Saturday, September 30, 2017
Of all the activities people have come up with on Facebook -- example: Name a piece of junk food you used to eat when the teacher wasn't looking -- one I haven't seen yet is, "What are the oddest names you've ever heard of?"
So I'm a first, potentially, to do it here. Not that I want replies, for in that case any one of you might show me up, thereby decimating my ego for the foreseeable future. A big no-no that I've adopted now that we're in the Trump years. (You see Trump with his cabinet, they're either kissing ass or they're off to the labor camps!)
Anyway, my first memory of a weird name is Werner Klemperer. From Hogan's Heroes. Which one was he? Colonel Klink, I think. I think, therefore I Klink.
How you like them syllables? Wer-ner Klemp-er-er!
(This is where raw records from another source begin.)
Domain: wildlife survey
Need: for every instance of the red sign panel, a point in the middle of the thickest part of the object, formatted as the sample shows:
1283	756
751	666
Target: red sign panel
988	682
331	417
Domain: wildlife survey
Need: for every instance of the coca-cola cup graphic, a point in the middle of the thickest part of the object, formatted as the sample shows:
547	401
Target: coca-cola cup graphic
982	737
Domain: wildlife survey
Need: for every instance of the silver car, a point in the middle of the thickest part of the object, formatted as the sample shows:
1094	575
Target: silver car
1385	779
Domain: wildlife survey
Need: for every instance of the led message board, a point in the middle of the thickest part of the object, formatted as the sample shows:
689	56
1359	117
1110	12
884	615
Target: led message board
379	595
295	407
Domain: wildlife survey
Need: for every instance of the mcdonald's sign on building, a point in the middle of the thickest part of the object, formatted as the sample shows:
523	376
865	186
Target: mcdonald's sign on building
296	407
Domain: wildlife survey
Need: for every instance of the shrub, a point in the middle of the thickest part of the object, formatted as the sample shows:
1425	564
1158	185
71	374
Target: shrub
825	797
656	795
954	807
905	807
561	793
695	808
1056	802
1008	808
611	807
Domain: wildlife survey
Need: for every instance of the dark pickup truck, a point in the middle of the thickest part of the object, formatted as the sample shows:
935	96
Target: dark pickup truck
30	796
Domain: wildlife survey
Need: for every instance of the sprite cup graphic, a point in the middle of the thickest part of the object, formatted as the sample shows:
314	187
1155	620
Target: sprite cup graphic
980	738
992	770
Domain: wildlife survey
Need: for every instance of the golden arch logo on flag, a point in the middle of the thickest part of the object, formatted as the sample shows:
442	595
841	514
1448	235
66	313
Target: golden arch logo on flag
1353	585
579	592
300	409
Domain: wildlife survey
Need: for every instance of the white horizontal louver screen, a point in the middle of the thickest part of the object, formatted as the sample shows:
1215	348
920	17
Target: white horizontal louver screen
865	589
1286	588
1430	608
Lots of "er"s in it, if I'm pronouncing it the way it is. And honestly I can't remember it coming up much in conversation. There was Ed McMahon, pronounced Ed McMan, you heard of all the time, so there was no mistaking that. But Werner Klemperer, I don't know that I ever heard it in conversation.
There wasn't a Werner Klemperer fan club anywhere near me back in the pre-Google days, so it was hard to know, not only how to pronounce his name but anything else about him. Nothing, in fact. He was on TV, we watched him, we turned off the TV, we forgot him. But as for me, I silently warehoused his name, always saying to myself, "Wer-ner Klemp-er-er." He not only Klempered, but Klemperered! Whatev-er the motivat-er or fact-er fer his heirs, er, ers, they did it er-right. For, to err is human, to er divine.
Note: If your name happens to be Klemperer, or Werner Klemperer (it could happen), or even Werner Klemperer, Jr. (Juni-er?), please don't take offense. It's just a little fun and frolic at your silly name's expense.